シラバスには「インパクトの高いテーマ、最強のチーム編成に心がけてください。」とあります。多様性のあるチームメンバーが集まり、各人が出来ること以上のことをやり遂げた結果が金賞受賞につながったと思います。もちろん、多大なサポートを頂いた家族には感謝の気持ちで一杯です。

(福谷) 成果物がパワーポイントで出来上がっても、まだそこからが戦いです。限られた時間で簡潔に分かりやすく伝えるためのプレゼン練習、そしてその練習から見えてくるパワーポイントのブラッシュアップ、この辺りが非常に難しく、夜通し皆で喧々諤々と議論し、練習し当日に臨みました。やってみると分かりますが、パワーポイントをブラッシュアップする担当は、どうしたら理解しやすいスライドになるのかイメージが湧きにくいところからスタートします。つまり創造力・発想力が求められるわけです。一方のプレゼンターは、恥ずかしいという気持ちを捨て去り、ハッキリ簡潔に声を発することに慣れるというところからスタートします。実際に声を出してみないと、自分が分かっていない箇所が見えてこないものです。この役割を率先垂範で分担したおかげで、最後の夜も生産的で効率的に動け、優勝につながったと思います。

(村瀬) チームに参加することです。これが一番大変でした。チームのメンバーから学びながら、ただもらうだけではなく、自分も相手の役に立つこと。そのために自ら意欲を強く持って「参加」することが、一番大変だったことであり、一番学んだことでした。会社では、プロジェクトやタスクフォースを作っても、参加せずとも進んでいく事は多々あるかと思います。参加する意味を、是非自分で創っていけたのなら、同じ想いを持つメンバーの数だけ大きくなった充実感となって、返ってくるのかと思います。

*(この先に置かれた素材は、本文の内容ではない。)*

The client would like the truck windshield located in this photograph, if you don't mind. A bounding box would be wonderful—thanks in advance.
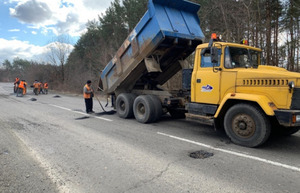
[225,47,260,68]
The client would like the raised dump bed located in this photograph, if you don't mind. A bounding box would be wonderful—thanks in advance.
[99,0,204,95]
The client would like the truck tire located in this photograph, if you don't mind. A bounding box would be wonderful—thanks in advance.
[148,95,162,122]
[116,93,135,119]
[133,95,155,123]
[224,104,271,147]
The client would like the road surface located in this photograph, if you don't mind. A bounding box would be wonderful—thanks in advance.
[0,83,300,193]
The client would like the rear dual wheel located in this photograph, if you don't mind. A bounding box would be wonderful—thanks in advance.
[133,95,162,123]
[224,104,271,147]
[116,93,136,119]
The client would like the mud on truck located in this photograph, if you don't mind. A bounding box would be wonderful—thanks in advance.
[99,0,300,147]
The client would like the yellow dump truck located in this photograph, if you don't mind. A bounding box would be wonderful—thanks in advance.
[99,0,300,147]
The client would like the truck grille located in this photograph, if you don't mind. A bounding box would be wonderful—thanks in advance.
[291,88,300,110]
[243,79,289,86]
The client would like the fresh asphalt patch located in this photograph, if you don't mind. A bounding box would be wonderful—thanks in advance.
[190,150,214,159]
[75,116,90,120]
[94,110,116,116]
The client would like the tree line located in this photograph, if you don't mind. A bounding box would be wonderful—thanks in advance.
[0,0,300,92]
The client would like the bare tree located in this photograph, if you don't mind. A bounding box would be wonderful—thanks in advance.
[47,36,73,82]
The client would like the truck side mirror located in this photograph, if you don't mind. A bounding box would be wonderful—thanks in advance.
[210,47,219,64]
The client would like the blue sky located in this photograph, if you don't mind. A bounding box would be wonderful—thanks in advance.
[0,0,112,66]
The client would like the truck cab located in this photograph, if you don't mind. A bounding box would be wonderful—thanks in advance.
[186,38,300,147]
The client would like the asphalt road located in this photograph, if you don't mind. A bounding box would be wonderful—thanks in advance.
[0,83,300,193]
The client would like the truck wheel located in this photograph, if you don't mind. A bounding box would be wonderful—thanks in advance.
[148,95,162,122]
[169,109,185,119]
[133,95,155,123]
[116,93,135,119]
[274,125,300,136]
[224,104,271,147]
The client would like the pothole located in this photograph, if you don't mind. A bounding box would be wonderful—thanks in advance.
[190,150,214,159]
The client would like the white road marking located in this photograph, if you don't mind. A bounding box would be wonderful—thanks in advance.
[15,133,84,193]
[49,104,113,122]
[157,132,300,172]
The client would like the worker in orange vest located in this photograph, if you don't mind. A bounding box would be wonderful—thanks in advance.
[23,80,27,94]
[17,80,26,96]
[33,80,39,95]
[14,77,20,93]
[83,80,94,113]
[44,82,48,94]
[38,82,44,94]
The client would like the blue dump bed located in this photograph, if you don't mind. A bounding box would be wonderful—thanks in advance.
[99,0,204,94]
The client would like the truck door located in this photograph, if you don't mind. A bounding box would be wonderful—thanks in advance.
[192,48,221,104]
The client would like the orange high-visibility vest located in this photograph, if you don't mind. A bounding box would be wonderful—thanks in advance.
[83,84,92,99]
[33,82,39,88]
[19,81,25,89]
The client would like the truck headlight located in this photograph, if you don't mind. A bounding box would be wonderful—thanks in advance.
[289,81,295,90]
[296,115,300,123]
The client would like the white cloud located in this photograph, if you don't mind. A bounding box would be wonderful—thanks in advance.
[9,0,112,36]
[0,38,73,63]
[8,29,20,32]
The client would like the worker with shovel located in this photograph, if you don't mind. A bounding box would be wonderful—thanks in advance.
[83,80,94,113]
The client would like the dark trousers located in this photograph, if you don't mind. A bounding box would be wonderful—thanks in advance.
[84,98,93,113]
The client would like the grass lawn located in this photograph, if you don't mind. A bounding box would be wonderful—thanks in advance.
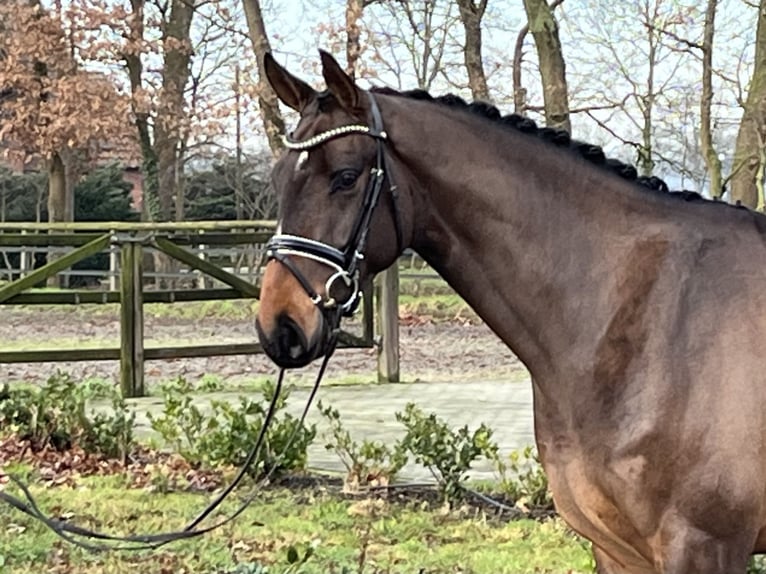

(吉田) 議論に終わりがないということです。社長インタビュー記事を何度も読み返し、「社長の伝えたかった本当の意味は何か、その背景は何か」と事例企業がたどってきた成長のプロセスをくみ取り、自分たちなりにモデル化することを繰り返すプロセスがありました。でもそう簡単には見つからず、何日も過ぎ「これ以上、見えるものはないんじゃないか」とあきらめそうになった時に、いつも出てきたのが「あと一歩上をめざそう」という言葉でした。この一言が議論を終わりにさせるのではなく目前のテーマと戦う原動力となりました。当日の朝まで、上を目指す。自分がここまで取り組むことができたという一連の経験は、現在の自信へとつながっていると思います。